In Greek plays, there is anagnorisis: the moment of realization or recognition. Well, in the Greek play of “Leora’s Quarantine Drama,” here was mine: I realized that my friend’s silence wasn’t about me. And, more importantly, that everyone “hurts,” i.e. responds to trauma, differently. My response to this situation was to reach out to friends. I didn’t realize that my friend’s coping mechanism was to stop reaching out altogether. My lack of empathy in this particular case convinced me to believe that her response was related to my behavior; my anagnorisis forced me to realize that her response was related to all that she was going through, having nothing to do with me at all.

That’s the thing: everyone is experiencing some form of trauma right now. Some people are immunocompromised and afraid to leave their homes. Some have lost any hope of experiencing the best months of their senior years. Some have lost their sources of income. Everyone is responding to their particular situation somehow — and everyone is doing it differently. Some will go for long runs several times a day; some will be glued to their computer screens. Some will want to talk on the phone for hours; others will stop talking completely. Everyone grieves differently, and there’s no telling what your loved ones will do.
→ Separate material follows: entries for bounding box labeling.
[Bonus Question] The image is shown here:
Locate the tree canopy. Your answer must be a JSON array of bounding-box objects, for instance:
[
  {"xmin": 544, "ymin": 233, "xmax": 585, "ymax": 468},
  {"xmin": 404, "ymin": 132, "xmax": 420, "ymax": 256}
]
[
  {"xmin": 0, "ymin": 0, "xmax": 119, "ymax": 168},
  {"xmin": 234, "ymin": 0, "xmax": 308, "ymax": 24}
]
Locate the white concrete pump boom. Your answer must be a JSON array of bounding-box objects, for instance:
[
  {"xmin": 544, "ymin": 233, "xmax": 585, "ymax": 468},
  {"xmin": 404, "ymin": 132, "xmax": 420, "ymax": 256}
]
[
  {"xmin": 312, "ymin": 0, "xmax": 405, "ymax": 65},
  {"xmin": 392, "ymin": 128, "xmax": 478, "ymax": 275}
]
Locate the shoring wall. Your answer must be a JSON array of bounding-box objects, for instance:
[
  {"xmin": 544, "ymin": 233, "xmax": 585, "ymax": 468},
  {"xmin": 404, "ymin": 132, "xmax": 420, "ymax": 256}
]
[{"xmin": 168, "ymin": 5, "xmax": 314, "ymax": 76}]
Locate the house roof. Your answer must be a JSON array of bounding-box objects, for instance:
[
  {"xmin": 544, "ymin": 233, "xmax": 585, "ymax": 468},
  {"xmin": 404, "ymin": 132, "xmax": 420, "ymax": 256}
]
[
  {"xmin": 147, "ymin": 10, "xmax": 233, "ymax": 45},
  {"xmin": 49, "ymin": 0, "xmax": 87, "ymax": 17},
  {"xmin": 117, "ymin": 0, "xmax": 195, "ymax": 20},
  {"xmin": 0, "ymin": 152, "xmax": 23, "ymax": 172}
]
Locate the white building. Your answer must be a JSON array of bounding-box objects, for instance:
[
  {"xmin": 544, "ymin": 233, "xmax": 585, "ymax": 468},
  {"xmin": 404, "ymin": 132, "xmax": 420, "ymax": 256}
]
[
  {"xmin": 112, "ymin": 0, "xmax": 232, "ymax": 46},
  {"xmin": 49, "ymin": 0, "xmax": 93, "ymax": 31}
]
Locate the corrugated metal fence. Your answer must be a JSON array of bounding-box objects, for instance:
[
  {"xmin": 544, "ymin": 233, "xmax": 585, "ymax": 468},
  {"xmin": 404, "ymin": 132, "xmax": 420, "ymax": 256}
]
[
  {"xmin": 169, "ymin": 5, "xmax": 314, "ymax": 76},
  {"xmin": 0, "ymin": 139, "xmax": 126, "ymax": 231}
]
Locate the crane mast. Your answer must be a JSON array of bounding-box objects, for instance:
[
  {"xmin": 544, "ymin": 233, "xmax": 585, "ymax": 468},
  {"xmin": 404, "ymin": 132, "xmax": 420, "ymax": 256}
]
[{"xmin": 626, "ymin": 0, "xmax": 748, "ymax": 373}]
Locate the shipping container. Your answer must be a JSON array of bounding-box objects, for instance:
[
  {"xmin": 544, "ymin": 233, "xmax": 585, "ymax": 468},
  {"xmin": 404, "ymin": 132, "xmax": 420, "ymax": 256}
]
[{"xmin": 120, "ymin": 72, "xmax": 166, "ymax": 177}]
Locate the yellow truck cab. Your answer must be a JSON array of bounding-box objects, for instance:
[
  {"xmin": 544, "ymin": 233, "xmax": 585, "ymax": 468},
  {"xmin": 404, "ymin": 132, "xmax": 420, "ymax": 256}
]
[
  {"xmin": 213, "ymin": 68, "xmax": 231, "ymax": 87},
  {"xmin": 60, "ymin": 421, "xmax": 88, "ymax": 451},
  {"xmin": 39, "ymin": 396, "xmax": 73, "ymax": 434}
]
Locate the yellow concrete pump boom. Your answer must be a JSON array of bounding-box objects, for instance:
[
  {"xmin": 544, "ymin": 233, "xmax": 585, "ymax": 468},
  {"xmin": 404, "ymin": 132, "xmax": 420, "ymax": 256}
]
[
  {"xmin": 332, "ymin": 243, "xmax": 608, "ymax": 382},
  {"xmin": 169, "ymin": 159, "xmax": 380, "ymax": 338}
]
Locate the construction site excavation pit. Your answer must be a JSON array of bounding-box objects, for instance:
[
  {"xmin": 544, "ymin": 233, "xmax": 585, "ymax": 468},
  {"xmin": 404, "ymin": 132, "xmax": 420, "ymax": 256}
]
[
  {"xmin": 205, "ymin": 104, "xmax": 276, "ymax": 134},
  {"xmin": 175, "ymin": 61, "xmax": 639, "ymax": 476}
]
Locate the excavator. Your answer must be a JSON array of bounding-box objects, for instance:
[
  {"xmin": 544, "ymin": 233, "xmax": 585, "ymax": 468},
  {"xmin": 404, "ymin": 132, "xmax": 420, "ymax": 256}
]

With this experience of global turmoil comes the awareness that we must be prepared to deal with others’ internal turmoil — and that its symptoms might not have anything to do with us.

At the time that I write this, my best friend and I still aren’t talking. It takes all of my willpower not to text her, call her, make the kind of contact that I crave. But I know that she needs her space to heal, and I am trying to respect it. I keep telling myself that, while I want to talk to my friends, one of my friends wants to take space for herself. And in the meantime, I am trying to remind myself that her silence has nothing to do with me.